When an intense crisis of confidence hit
the French political world,
the first thing they did
was to pass a law on transparency.
It didn't really work, but politicians
forgot the dimension of transparency
which is that transparency comes from
technological determinism.
Transparency can also be used
by technology experts
as a political response.
You're familiar with Wiki-leaks,
and it didn't escape you
that because of the Wiki-leaks affair,
we no longer count on policy
coming from transparency to impose
a reality and to destroy a lie.
And it also didn't escape you
that Wiki-leaks means
lots of internet users.
These internet users
are called Anonymous.
Anonymous is utterly fascinating
because it's the first real
social movement of the 21st century.
It's a movement distinctive
to the 21st century
in the same way syndicalism
was distinctive to the 19th century,
in the same way syndicalism was
distinctive to the Industrial Revolution,
Anonymous is distinctive
to the digital revolution;
And following the Wiki-leaks affair,
the Anonymous were part
of all the big social protest movements,
in the Arab world, here in France,
the United States, Berlin,
in Paris, China, Istanbul,
or South America,
Anonymous was in all the major events
that touched populations,
until recently, in France.
Anonymous is really interesting
because it heralds the social debates
of the 21st century.
And these debates
will oppose states, as we've seen,
but also businesses,
since Anonymous is already opposed
to a plethora of businesses.
Here is one of the most well known cases.
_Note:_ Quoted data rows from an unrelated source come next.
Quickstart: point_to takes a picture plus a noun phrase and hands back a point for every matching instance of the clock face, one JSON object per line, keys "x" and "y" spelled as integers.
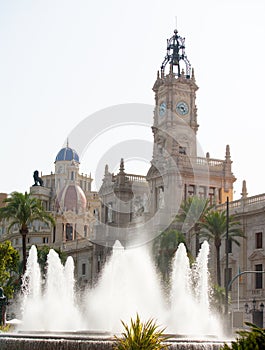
{"x": 182, "y": 108}
{"x": 162, "y": 109}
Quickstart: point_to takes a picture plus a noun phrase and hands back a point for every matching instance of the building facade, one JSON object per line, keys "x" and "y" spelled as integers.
{"x": 129, "y": 207}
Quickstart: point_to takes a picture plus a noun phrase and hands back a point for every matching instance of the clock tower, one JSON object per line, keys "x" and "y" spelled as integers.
{"x": 175, "y": 94}
{"x": 177, "y": 172}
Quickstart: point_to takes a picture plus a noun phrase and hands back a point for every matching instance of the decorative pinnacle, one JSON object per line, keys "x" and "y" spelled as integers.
{"x": 176, "y": 54}
{"x": 122, "y": 166}
{"x": 244, "y": 193}
{"x": 227, "y": 152}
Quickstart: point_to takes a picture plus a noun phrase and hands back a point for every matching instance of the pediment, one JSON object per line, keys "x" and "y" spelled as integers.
{"x": 257, "y": 255}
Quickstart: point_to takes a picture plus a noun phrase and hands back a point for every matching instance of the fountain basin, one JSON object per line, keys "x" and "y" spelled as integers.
{"x": 89, "y": 341}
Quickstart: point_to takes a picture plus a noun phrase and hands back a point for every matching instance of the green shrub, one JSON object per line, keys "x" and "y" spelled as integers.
{"x": 141, "y": 336}
{"x": 254, "y": 339}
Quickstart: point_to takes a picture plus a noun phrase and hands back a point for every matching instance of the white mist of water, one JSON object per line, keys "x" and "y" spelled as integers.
{"x": 51, "y": 305}
{"x": 129, "y": 284}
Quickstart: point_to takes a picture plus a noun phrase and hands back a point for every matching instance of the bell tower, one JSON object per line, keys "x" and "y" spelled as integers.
{"x": 177, "y": 172}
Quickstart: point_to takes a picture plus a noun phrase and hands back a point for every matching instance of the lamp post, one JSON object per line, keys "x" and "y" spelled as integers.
{"x": 257, "y": 314}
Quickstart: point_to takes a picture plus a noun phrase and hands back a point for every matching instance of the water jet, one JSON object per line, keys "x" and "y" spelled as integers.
{"x": 54, "y": 317}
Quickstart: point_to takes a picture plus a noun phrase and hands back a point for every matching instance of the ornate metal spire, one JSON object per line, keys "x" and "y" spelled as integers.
{"x": 175, "y": 54}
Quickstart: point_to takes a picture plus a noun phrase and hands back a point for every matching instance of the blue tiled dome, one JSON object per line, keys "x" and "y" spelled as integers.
{"x": 67, "y": 153}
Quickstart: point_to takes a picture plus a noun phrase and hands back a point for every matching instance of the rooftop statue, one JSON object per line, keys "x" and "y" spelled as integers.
{"x": 37, "y": 179}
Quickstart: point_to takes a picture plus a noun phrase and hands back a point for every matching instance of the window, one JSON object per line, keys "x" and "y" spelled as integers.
{"x": 182, "y": 150}
{"x": 258, "y": 276}
{"x": 229, "y": 245}
{"x": 191, "y": 190}
{"x": 258, "y": 240}
{"x": 211, "y": 195}
{"x": 69, "y": 232}
{"x": 201, "y": 192}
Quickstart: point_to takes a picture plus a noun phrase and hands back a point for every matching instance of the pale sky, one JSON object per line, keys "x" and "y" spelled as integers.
{"x": 63, "y": 60}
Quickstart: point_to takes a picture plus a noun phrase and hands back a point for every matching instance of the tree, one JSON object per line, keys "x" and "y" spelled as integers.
{"x": 141, "y": 335}
{"x": 9, "y": 261}
{"x": 192, "y": 212}
{"x": 213, "y": 228}
{"x": 165, "y": 247}
{"x": 22, "y": 210}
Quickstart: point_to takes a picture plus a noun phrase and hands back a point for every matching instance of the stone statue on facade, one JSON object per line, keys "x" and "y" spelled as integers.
{"x": 37, "y": 179}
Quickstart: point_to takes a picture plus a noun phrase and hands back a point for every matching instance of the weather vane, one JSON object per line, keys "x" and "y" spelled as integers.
{"x": 176, "y": 54}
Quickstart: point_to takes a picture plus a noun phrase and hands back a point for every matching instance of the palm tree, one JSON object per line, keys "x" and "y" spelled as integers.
{"x": 214, "y": 227}
{"x": 192, "y": 212}
{"x": 22, "y": 209}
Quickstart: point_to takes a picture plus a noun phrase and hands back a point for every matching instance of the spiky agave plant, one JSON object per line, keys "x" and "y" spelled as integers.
{"x": 141, "y": 335}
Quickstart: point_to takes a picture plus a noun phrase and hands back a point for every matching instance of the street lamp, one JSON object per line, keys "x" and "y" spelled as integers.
{"x": 257, "y": 314}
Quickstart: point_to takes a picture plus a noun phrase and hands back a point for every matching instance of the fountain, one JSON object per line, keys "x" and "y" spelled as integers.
{"x": 54, "y": 314}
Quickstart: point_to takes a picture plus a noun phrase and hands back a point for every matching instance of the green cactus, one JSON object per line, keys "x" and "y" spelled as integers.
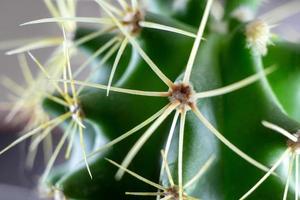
{"x": 186, "y": 95}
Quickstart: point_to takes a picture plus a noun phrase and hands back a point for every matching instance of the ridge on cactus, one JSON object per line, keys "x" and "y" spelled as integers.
{"x": 201, "y": 74}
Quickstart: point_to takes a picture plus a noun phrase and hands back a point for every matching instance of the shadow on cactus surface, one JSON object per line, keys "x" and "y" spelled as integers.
{"x": 188, "y": 95}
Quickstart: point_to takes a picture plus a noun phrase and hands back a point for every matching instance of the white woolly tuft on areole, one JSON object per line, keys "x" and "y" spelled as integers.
{"x": 258, "y": 36}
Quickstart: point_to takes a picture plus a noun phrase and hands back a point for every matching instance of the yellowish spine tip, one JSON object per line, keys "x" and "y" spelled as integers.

Four years before Sony was attacked
by Kim Jong-un and his formidable pirates
(Laughter)
four years before this sad episode
that is easily worth as much as
Saddam Hussein and anthrax combined,
Sony was attacked
by different kinds of enemies,
in what was known as a digital Fukushima.
Sony was attacked by Anonymous,
helped by another
group of hackers, called LulzSec.
And LulzSec followed
a very simple procedure:
they took what used to be, at the time,
Sony's confidential information,
such as credit card numbers,
user names, and passwords,
and they made them public,
allowing endless pirating to happen.
Users on PlayStation Network are like you.
They always use
the same user name and password.
Once I have your user name and password,
I can access anything: the Amazon account,
your Paypal, your company's intranet.
And if you work for the CIA,
this is a serious problem.
This had dramatic consequences for Sony.
Here we see Sony's share price
over a three-month period.
First off we have Fukushima
- this took its toll on their share price-
secondly, there was Anonymous.
Thirdly, the arrival
of the infamous hacker group LulzSec
who in a manner of speaking
instrumentalized Anonymous and the masses.
Compare this to Nikkei, the equivalent
of CAC 40 in the Japanese market,
and you'll see that, first of all,
Sony and Nikkei follow the same trends,
and secondly, well, it all falls apart.
After analysis,
we see Sony has lost 3.5 billion
in its stock market value in this period,
of which two thirds
are attributed to Anonymous.
In the end,
this digital Fukushima will cost Sony
1.7 times the real Fukushima.
That's huge.
And among the things
that deteriorated Sony's value,
right off the bat
we have its brand, the Sony brand.
So let's imagine that brands are valued
in the same way as companies
in the stock exchange.
A business's trademark is a part
of its worth in the stock market,
especially when it is widely known.
Today's problem is
that we are going back to a world
where a company's brand
is its Achilles's heel.
Not counting brands
that already have stock market value,
there is an astronomical quantity of them
whose prices can sometimes reach
ridiculous amounts.
This year, Apple's value
has exceeded 100 billion dollars.
If you take the 100 biggest
brands in the world,
their total worth would be
2.9 trillion dollars:
an enormous bubble.
An enormous bubble
built on the relationship
between brand equity
and confidence equity.
This brand equity is calculated
somewhat scientifically,
astonishingly enough,
using the consistency
between a company's practices
and the value their brand.
And that's what will attack the masses.
And they're going to attack
places we all know well:
Facebook, Twitter, things like that.
All of you have a Facebook account,
maybe a Twitter account, too.
And maybe you've come across
this serendipity, two years ago,
when the Rana Plaza
collapsed in Bangladesh,
killing hundreds
of working women and children,
and among the rubble and bodies
were found Benetton labels,
highlighting the complete inconsistency
between the values of the brand,
and the company's actions.
The trademark disappeared.
30 years of communication thrown away.
You couldn't have missed this serendipity
during the horse meat scandal.
Again, the masses
are armed by serendipity.
And in the Arab world,
you couldn't have missed this serendipity,
lasting all summer,
that provoked a collapse
in Coca-Cola's market shares
in the entire Arab world.
Today's issue is
that businesses are becoming
more and more attached to their brands
in a way that is inspired by Dorian Gray.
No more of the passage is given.